Muscle wasting and the response to exercise in lung-injured mice is not primarily driven through the glucocorticoid axis.

Background: Muscle wasting is common in patients with acute respiratory distress syndrome (ARDS). We have previously shown that acute lung-injured (ALI) mice develop muscle atrophy driven by muscle E3 ubiquitin ligase muscle RING-finger protein 1 (MuRF1). The muscle atrophy response in ALI mice can be partially alleviated by short durations of moderate-intensity treadmill exercise through unclear mechanisms. Glucocorticoid receptor (GR) signaling has been implicated in muscle wasting and repair, and the MuRF1 promoter contains a glucocorticoid response element. We examined the contribution of muscle GR signaling in ALI-associated muscle wasting and the response to exercise. Methods: Intratracheal lipopolysaccharides were instilled into wild type (WT) mice. Mice exercised for prescribed intensity and duration on a treadmill. GR knockdown was achieved through pharmacologic inhibition and the use of muscle specific GR knockout mice. Muscle structure and function was evaluated using physiologic and histochemical techniques and GR activation was assessed under multiple conditions. Results: Muscle wasting in ALI mice was associated with a GR transcriptional response which was suppressed by exercise.
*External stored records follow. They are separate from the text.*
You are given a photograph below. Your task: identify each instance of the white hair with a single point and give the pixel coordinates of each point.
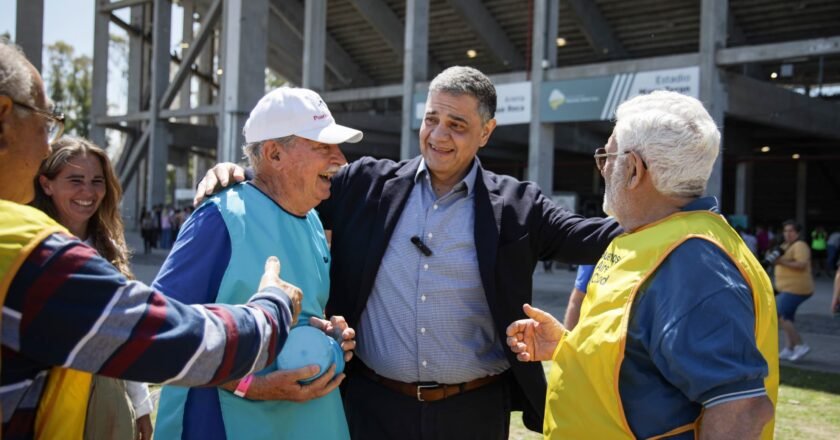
(15, 73)
(674, 135)
(253, 150)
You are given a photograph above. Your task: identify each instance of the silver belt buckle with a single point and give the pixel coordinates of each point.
(420, 388)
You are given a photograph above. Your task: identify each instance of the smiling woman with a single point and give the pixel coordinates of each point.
(76, 186)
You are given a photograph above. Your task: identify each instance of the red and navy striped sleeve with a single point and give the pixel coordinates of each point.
(67, 306)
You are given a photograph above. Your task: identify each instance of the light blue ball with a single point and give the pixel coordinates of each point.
(308, 345)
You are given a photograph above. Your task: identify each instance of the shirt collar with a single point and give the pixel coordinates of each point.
(708, 203)
(468, 180)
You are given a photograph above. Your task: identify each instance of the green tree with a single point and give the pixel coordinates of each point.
(69, 84)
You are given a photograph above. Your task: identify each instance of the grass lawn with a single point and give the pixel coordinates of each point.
(808, 407)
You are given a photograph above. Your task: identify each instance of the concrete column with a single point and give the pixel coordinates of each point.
(743, 189)
(29, 30)
(244, 49)
(134, 194)
(540, 136)
(415, 69)
(314, 44)
(713, 19)
(99, 94)
(184, 97)
(802, 194)
(159, 138)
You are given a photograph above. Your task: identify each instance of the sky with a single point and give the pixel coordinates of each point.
(72, 22)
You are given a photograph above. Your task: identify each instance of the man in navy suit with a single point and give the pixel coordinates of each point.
(432, 259)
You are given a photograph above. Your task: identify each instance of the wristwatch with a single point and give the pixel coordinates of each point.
(243, 386)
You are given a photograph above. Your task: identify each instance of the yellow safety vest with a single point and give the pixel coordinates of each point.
(22, 228)
(585, 366)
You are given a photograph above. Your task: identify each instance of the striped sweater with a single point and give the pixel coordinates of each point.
(69, 307)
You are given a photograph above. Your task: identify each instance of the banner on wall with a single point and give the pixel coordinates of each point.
(596, 99)
(513, 104)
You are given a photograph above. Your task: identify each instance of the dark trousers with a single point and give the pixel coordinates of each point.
(376, 412)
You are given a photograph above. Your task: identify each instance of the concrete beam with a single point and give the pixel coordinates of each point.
(596, 29)
(778, 51)
(245, 51)
(158, 150)
(765, 103)
(713, 15)
(540, 136)
(363, 93)
(29, 30)
(99, 80)
(107, 6)
(338, 61)
(415, 68)
(205, 137)
(314, 44)
(389, 26)
(623, 66)
(208, 23)
(477, 17)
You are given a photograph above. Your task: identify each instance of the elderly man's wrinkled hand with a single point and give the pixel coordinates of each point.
(338, 329)
(285, 385)
(271, 278)
(224, 174)
(536, 338)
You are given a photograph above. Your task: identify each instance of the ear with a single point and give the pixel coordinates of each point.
(486, 131)
(638, 172)
(6, 107)
(271, 153)
(46, 184)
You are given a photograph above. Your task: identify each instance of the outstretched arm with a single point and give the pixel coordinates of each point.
(737, 420)
(73, 309)
(536, 338)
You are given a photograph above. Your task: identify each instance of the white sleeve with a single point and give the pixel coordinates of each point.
(138, 392)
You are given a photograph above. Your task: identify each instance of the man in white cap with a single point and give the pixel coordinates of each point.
(292, 145)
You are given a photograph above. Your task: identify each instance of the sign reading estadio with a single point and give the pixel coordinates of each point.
(594, 99)
(585, 99)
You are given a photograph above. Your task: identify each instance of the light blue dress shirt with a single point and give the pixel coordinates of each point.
(427, 318)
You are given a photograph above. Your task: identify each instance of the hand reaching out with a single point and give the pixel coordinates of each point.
(220, 174)
(271, 277)
(338, 329)
(536, 338)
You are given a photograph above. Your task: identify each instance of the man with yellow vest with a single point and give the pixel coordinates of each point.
(65, 306)
(678, 335)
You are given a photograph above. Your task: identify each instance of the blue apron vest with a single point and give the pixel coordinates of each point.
(259, 228)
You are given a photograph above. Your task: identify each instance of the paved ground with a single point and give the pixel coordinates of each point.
(819, 328)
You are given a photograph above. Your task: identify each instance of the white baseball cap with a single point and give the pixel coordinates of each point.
(287, 111)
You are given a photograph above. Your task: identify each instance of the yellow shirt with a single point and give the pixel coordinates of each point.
(798, 282)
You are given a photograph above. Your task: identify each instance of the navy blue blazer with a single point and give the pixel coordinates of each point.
(515, 227)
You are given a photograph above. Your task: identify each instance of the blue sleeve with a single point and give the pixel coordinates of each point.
(583, 276)
(703, 338)
(193, 271)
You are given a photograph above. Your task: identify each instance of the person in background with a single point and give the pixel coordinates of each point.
(818, 250)
(795, 285)
(78, 188)
(833, 250)
(584, 274)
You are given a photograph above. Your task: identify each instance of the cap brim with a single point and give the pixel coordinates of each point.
(332, 134)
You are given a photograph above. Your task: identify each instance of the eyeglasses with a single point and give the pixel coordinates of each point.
(601, 156)
(55, 121)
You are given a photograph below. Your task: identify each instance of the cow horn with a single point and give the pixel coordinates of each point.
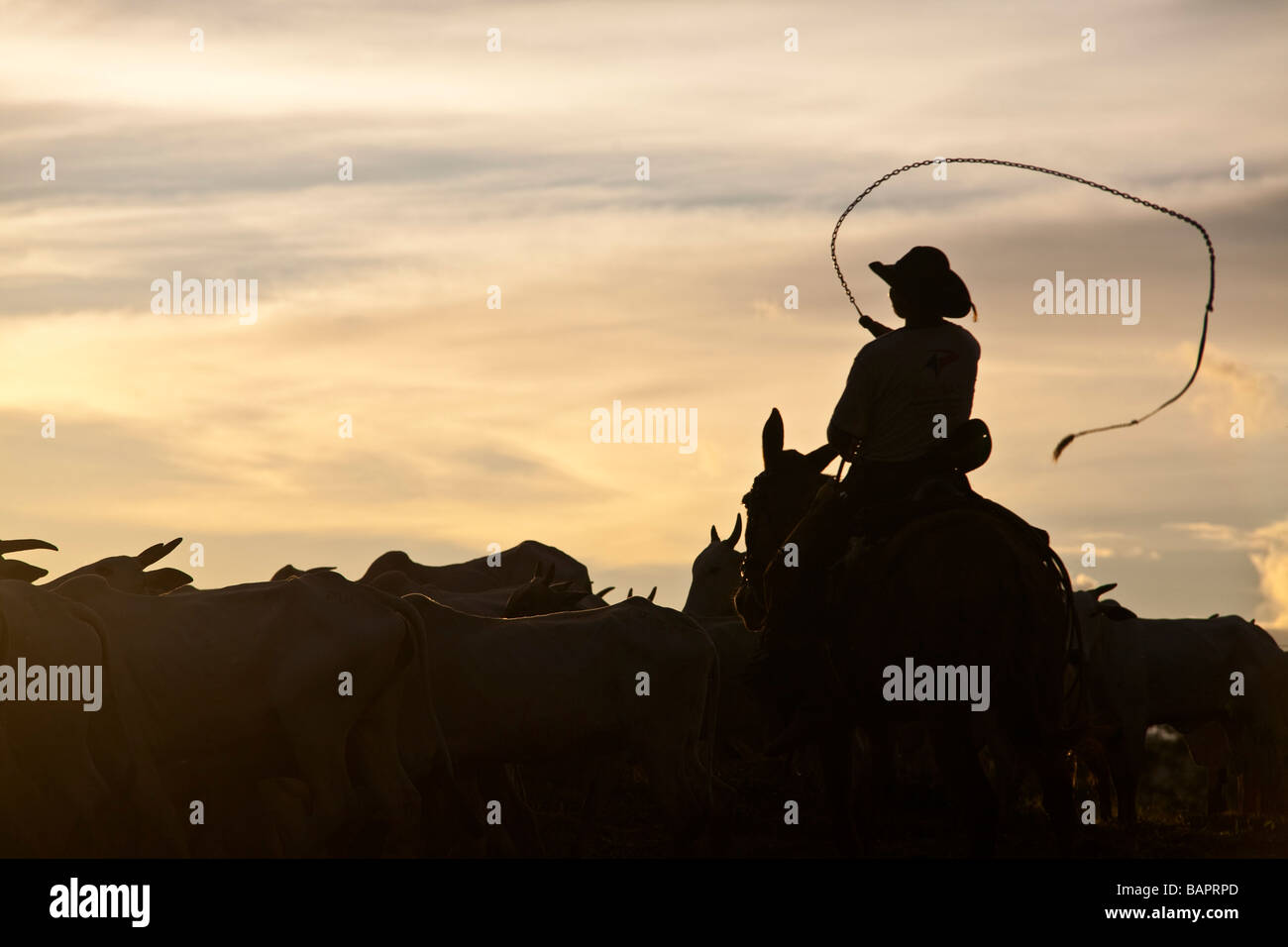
(735, 535)
(156, 553)
(24, 545)
(772, 438)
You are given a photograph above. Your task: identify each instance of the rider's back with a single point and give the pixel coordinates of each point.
(900, 381)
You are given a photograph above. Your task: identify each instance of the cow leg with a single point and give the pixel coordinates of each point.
(526, 831)
(604, 776)
(1218, 777)
(389, 791)
(836, 755)
(958, 764)
(1126, 758)
(334, 801)
(674, 789)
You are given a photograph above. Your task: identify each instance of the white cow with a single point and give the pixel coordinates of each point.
(1186, 673)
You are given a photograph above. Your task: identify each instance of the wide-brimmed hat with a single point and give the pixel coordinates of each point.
(925, 275)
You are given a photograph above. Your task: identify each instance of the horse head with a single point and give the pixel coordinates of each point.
(778, 499)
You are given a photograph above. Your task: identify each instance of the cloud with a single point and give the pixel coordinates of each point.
(1266, 548)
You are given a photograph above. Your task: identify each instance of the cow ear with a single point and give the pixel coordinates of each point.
(820, 457)
(21, 571)
(158, 553)
(735, 535)
(160, 581)
(1096, 592)
(772, 438)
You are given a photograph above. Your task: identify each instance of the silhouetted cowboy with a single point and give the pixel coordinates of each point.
(910, 389)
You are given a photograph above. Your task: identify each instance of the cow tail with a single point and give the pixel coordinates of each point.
(420, 638)
(142, 780)
(708, 718)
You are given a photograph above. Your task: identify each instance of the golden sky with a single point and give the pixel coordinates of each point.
(516, 169)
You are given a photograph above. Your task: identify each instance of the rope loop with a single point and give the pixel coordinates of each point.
(1207, 311)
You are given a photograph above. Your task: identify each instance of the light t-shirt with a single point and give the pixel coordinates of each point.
(900, 381)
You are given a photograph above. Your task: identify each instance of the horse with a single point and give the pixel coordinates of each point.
(956, 587)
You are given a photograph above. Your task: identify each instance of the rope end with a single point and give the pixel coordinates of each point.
(1059, 449)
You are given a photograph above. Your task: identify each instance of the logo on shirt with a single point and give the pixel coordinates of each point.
(940, 360)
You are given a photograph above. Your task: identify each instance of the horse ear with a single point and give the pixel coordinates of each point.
(772, 438)
(820, 457)
(1103, 589)
(735, 535)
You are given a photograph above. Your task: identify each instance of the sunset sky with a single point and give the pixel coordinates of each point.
(516, 169)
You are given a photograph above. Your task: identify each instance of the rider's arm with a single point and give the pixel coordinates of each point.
(849, 421)
(874, 326)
However, neither pharmacological inhibition of muscle GR signaling, nor genetic deletion of muscle GR prevented skeletal muscle wasting or recapitulated the benefits of exercise in WT ALI mice. Moreover, RNAseq of tibialis anterior and diaphragm skeletal muscle in WT mice revealed that exercise influenced genes related to skeletal muscle tissue remodeling, but pathway analysis suggested that this was unrelated to the glucocorticoid axis. Conclusion: GR signaling is dispensable for both ALI muscle wasting and its partial mitigation by exercise in mice.